National Science Foundation Awards Texas Advanced Computing Center $59 Million for High-Performance Computing
University and industry consortium to deploy powerful general-purpose computing system
The National Science Foundation (NSF) has made a five-year, $59 million award to the Texas Advanced Computing Center (TACC) at The University of Texas (UT) at Austin and its partners at Arizona State University and Cornell University to acquire, operate and support a high-performance computing system that will provide unprecedented computational power to the nation's scientists and engineers.
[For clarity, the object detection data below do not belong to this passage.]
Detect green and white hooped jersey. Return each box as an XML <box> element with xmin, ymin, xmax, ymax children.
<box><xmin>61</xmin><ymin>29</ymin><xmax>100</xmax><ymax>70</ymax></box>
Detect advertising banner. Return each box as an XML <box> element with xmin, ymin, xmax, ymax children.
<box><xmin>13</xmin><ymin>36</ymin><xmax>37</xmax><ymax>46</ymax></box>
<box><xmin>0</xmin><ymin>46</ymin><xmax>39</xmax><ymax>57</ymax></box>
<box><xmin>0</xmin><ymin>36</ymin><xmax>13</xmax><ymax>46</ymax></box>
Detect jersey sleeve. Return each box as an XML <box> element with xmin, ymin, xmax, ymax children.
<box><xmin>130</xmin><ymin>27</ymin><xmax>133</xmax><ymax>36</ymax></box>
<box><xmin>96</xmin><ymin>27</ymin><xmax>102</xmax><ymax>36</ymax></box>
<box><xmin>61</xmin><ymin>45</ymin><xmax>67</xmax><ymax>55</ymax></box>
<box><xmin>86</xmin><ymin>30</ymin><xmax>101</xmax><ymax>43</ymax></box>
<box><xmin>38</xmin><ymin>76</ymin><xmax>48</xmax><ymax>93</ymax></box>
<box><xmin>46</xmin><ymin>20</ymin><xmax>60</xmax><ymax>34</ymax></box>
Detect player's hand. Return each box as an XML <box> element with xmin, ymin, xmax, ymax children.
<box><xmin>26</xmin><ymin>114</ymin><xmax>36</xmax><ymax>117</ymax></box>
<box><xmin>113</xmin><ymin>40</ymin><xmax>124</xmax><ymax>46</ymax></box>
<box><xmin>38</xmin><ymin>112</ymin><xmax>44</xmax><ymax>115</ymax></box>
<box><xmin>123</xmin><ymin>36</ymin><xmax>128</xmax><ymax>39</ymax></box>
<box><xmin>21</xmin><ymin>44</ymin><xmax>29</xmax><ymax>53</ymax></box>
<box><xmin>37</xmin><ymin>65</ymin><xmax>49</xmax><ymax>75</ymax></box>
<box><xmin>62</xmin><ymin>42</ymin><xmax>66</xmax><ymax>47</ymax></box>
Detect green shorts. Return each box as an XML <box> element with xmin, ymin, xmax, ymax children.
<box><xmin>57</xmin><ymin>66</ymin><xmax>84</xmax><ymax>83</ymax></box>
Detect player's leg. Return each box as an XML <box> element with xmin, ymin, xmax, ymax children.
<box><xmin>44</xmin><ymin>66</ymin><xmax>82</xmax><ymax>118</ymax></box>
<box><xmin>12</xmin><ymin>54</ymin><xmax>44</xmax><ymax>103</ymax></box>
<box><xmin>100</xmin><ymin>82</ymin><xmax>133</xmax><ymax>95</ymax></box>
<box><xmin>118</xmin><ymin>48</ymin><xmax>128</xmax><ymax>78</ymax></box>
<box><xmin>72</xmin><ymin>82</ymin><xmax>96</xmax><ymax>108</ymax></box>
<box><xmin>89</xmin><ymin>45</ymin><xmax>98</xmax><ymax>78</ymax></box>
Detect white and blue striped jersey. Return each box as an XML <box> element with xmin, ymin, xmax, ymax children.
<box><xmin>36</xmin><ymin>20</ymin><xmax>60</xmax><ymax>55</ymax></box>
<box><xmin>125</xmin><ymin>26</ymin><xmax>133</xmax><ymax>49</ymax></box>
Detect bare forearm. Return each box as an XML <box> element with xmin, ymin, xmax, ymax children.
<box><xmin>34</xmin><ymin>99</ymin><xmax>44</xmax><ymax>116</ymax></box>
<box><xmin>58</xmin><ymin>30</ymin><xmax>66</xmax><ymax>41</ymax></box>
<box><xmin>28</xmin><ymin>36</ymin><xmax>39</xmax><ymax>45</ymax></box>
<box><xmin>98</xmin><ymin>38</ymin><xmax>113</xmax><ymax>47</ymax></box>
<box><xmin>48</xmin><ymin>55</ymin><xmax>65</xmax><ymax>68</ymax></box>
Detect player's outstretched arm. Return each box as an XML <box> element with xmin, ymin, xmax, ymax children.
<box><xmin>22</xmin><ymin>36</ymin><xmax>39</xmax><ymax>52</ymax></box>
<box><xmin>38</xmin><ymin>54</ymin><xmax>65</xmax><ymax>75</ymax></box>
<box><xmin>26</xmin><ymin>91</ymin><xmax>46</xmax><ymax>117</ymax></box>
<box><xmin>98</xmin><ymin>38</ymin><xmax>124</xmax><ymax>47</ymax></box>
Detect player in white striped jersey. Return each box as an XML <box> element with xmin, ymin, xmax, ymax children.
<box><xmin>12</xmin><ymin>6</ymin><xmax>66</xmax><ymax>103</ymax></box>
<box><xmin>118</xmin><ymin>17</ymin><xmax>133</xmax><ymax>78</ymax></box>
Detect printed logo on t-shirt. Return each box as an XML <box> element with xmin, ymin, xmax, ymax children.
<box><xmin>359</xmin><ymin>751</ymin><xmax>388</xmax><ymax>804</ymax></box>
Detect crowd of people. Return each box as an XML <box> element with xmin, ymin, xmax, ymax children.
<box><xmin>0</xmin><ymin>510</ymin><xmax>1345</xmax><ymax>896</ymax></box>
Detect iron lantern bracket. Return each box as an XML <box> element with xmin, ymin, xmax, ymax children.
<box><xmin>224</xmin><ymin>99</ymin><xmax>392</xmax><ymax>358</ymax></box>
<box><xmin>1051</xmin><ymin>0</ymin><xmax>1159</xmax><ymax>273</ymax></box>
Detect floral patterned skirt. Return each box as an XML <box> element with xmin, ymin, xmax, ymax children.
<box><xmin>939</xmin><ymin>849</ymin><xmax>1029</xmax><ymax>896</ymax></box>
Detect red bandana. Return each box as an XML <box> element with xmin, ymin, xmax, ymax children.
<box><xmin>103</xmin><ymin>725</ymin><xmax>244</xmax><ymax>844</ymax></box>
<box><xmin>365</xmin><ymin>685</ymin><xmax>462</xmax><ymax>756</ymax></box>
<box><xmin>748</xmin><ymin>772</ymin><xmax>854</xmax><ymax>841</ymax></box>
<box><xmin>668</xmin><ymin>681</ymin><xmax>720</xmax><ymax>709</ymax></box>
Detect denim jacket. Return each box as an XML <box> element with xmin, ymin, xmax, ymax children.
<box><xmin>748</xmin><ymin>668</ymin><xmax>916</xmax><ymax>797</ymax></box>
TACC is partnering with Sun Microsystems to deploy a supercomputer system specifically developed to support very large science and engineering computing requirements. In its final configuration in 2007, the supercomputer will have a peak performance in excess of 420 trillion floating point operations per second (teraflops), making it one of the most powerful supercomputer systems in the world. It will also provide over 100 trillion bytes (terabytes) of memory and 1.7 quadrillion bytes (petabytes) of disk storage. The system is based on Sun Fire(TM) x64 (x86, 64-bit) servers and Sun StorageTek(TM) disk and tape storage technologies, and will use AMD's forthcoming quad-core processors.
The University of Texas at Austin project team is led by TACC director Jay Boisseau and includes researchers from TACC and UT's Institute for Computational Engineering & Sciences.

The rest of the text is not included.